Greig Yorke from Carnoustie will spend three years under a tightly-controlled community order and have his name added to the Sex Offenders’ Register for the same period after an offence branded “difficult to comprehend” by a sheriff.
Yorke, who served with the Royal Engineers in Bosnia, lost part of his leg after being knocked down by a car on the A92 south of Arbroath in June 2013.
The 44-year-old now suffers from post traumatic stress disorder and receives disability benefits. He was spared jail after Sheriff Derek Reekie at Forfar said limits on the length of sentence he could impose would send out the wrong public message over the severity of the offence.
Yorke, of Carnoustie, had previously admitted a summary complaint relating to the incident at his home address in April 2016 in which he coerced the 70-year-old woman into looking at indecent images and sent her a photo of his private parts, as well as disgusting text messages.
Yorke’s solicitor said he had been heavily under the influence of alcohol at the time and was remorseful for his actions.
The sheriff said: “It is utterly vile behaviour and extremely difficult to comprehend.
“Clearly the court has given serious consideration to a custodial option.
“Given that you pled guilty at the earliest opportunity and have not served a custodial sentence before, the outcome would only be a short sentence.

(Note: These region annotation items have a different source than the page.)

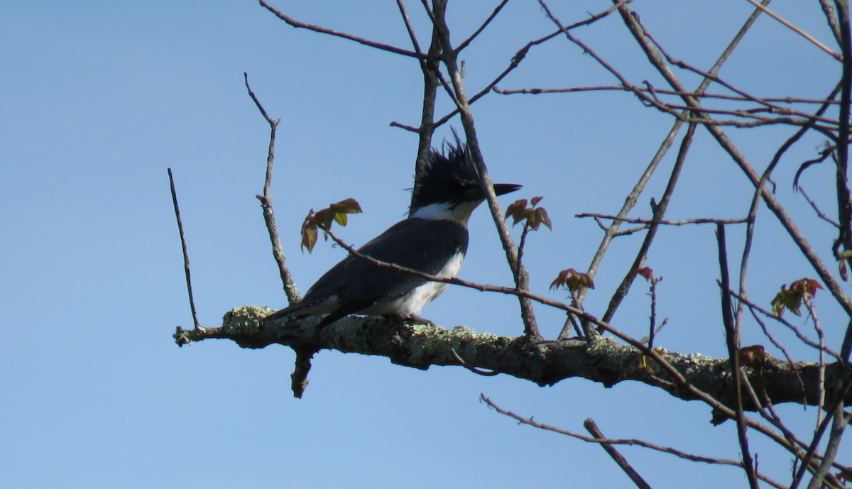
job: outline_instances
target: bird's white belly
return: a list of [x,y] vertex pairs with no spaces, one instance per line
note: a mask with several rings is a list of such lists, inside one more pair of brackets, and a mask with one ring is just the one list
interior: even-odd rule
[[[447,262],[446,265],[437,273],[436,277],[452,278],[458,273],[462,268],[462,262],[464,256],[461,253],[456,254]],[[446,284],[440,282],[427,282],[411,292],[390,301],[383,301],[367,308],[362,311],[365,314],[420,314],[420,309],[432,299],[435,299],[444,289]]]

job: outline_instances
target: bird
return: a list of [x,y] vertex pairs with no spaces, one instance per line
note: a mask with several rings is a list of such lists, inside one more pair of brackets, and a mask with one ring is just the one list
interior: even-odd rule
[[[466,143],[444,142],[429,149],[425,164],[415,172],[407,218],[358,249],[359,253],[437,277],[458,273],[468,250],[468,219],[486,194],[482,179]],[[521,188],[496,183],[494,193]],[[323,274],[298,302],[274,312],[264,322],[288,315],[328,314],[323,328],[349,314],[397,316],[431,325],[420,311],[446,284],[372,263],[348,255]]]

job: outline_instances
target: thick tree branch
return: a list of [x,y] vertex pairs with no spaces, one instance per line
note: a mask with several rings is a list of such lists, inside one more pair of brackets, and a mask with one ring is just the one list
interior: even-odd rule
[[[538,385],[553,385],[570,377],[581,377],[612,387],[622,381],[633,380],[662,388],[685,400],[699,399],[693,389],[684,388],[665,369],[648,368],[647,357],[636,348],[609,337],[590,342],[584,340],[541,341],[528,337],[498,337],[456,326],[412,325],[380,317],[348,317],[321,331],[318,318],[277,320],[261,324],[260,319],[273,309],[261,306],[243,306],[225,314],[222,326],[199,330],[178,328],[175,340],[178,345],[210,338],[229,339],[247,348],[262,348],[272,344],[296,350],[333,349],[343,353],[379,355],[397,365],[418,369],[432,365],[459,365],[453,351],[467,366],[495,371]],[[712,395],[725,406],[734,405],[735,392],[728,359],[683,354],[654,348],[676,368],[689,385]],[[794,370],[795,369],[795,370]],[[803,402],[798,371],[804,383],[804,400],[819,402],[820,365],[797,362],[791,365],[784,360],[769,359],[760,370],[746,369],[749,382],[759,393],[762,403]],[[827,385],[838,385],[842,378],[838,364],[826,366]],[[833,392],[825,393],[826,402]],[[852,405],[847,393],[844,406]],[[743,408],[757,406],[749,396],[743,397]]]

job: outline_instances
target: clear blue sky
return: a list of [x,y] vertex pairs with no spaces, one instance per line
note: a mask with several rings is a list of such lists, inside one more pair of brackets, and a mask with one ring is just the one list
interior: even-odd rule
[[[409,2],[423,44],[428,29]],[[492,3],[451,3],[456,42]],[[554,3],[555,4],[556,3]],[[566,23],[607,7],[556,9]],[[672,55],[706,68],[748,15],[745,1],[652,5],[642,20]],[[828,43],[816,3],[773,3]],[[308,22],[409,47],[392,2],[275,5]],[[699,20],[696,21],[696,19]],[[577,33],[635,83],[664,84],[612,17]],[[464,55],[469,93],[479,90],[532,38],[553,26],[535,2],[513,2]],[[243,72],[280,118],[273,193],[288,264],[302,291],[343,252],[320,243],[299,251],[308,210],[348,197],[366,214],[342,236],[362,244],[400,219],[408,204],[417,140],[389,127],[419,120],[420,72],[402,56],[294,30],[250,0],[32,2],[0,7],[0,486],[36,487],[565,487],[630,483],[598,447],[517,426],[478,402],[480,393],[536,419],[582,431],[594,417],[613,437],[643,438],[737,458],[730,423],[712,428],[709,410],[635,383],[607,389],[570,379],[541,388],[461,368],[428,371],[387,359],[322,352],[302,400],[290,392],[292,353],[244,350],[207,341],[178,348],[188,325],[180,243],[166,167],[176,180],[204,325],[244,303],[285,305],[260,207],[268,129],[243,86]],[[768,18],[761,19],[722,75],[762,95],[824,96],[839,66]],[[688,84],[694,78],[685,76]],[[533,49],[501,88],[613,84],[562,39]],[[450,107],[440,102],[439,112]],[[544,195],[552,232],[529,239],[532,287],[562,268],[585,268],[601,238],[579,212],[614,213],[671,121],[630,95],[607,92],[504,97],[475,106],[492,177]],[[458,128],[458,120],[452,125]],[[790,129],[730,131],[762,168]],[[439,137],[449,134],[440,129]],[[775,173],[779,196],[827,251],[831,234],[790,192],[796,165],[820,142],[809,136]],[[636,208],[647,216],[674,152]],[[831,178],[815,169],[813,193]],[[699,130],[671,216],[744,216],[741,174]],[[821,195],[820,195],[821,196]],[[503,198],[504,204],[512,198]],[[825,196],[826,204],[830,199]],[[638,215],[638,214],[636,214]],[[768,304],[782,283],[813,272],[765,213],[758,224],[750,292]],[[493,224],[471,221],[464,279],[508,284]],[[517,232],[517,229],[515,229]],[[741,240],[733,231],[732,247]],[[632,261],[639,238],[623,238],[596,279],[586,306],[602,314]],[[648,265],[665,278],[658,342],[682,352],[725,354],[718,320],[713,230],[660,233]],[[637,337],[648,297],[637,284],[615,324]],[[823,298],[824,297],[824,298]],[[827,296],[823,320],[829,341]],[[451,327],[514,336],[511,298],[450,289],[423,315]],[[546,336],[563,317],[541,309]],[[756,328],[746,342],[766,343]],[[815,360],[794,349],[797,358]],[[812,423],[800,406],[782,413]],[[757,438],[757,437],[756,437]],[[759,440],[759,439],[757,439]],[[761,469],[781,477],[789,457],[763,447]],[[709,469],[625,449],[654,487],[741,485],[733,469]],[[846,462],[849,462],[848,460]],[[702,481],[705,484],[702,484]]]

“The interests of the public are better served by an alternative community-based disposal involving a number of requirements, but I make it absolutely clear to you that this is a direct alternative to custody,” said Sheriff Reekie.
Yorke must participate in the Tay Project sex offender treatment programme and will be subject to a range of strict controls, including a ban on having any contact with known sex offenders.
He must also inform his supervising officer of any new intimate relationships which he forms, cannot access the internet without express written approval, and must not install encryption or deleting software on electronic devices.
Any device owned by Yorke must also be notified to the police and fitted with monitoring software.
The incident which led to the accused’s amputation happened as he walked home along the dual carriageway in the early hours of the morning at the beginning of June 2013 after he had been assaulted in an Arbroath pub.
Police found him on the road and took him to a cycle path, but after a fruitless search following further calls from concerned motorists, Yorke was then hit by a car a few miles south of Arbroath
A passing driver used her ID lanyard as a tourniquet before Yorke was taken to Ninewells and placed on life support, prior to a subsequent amputation of his lower left leg.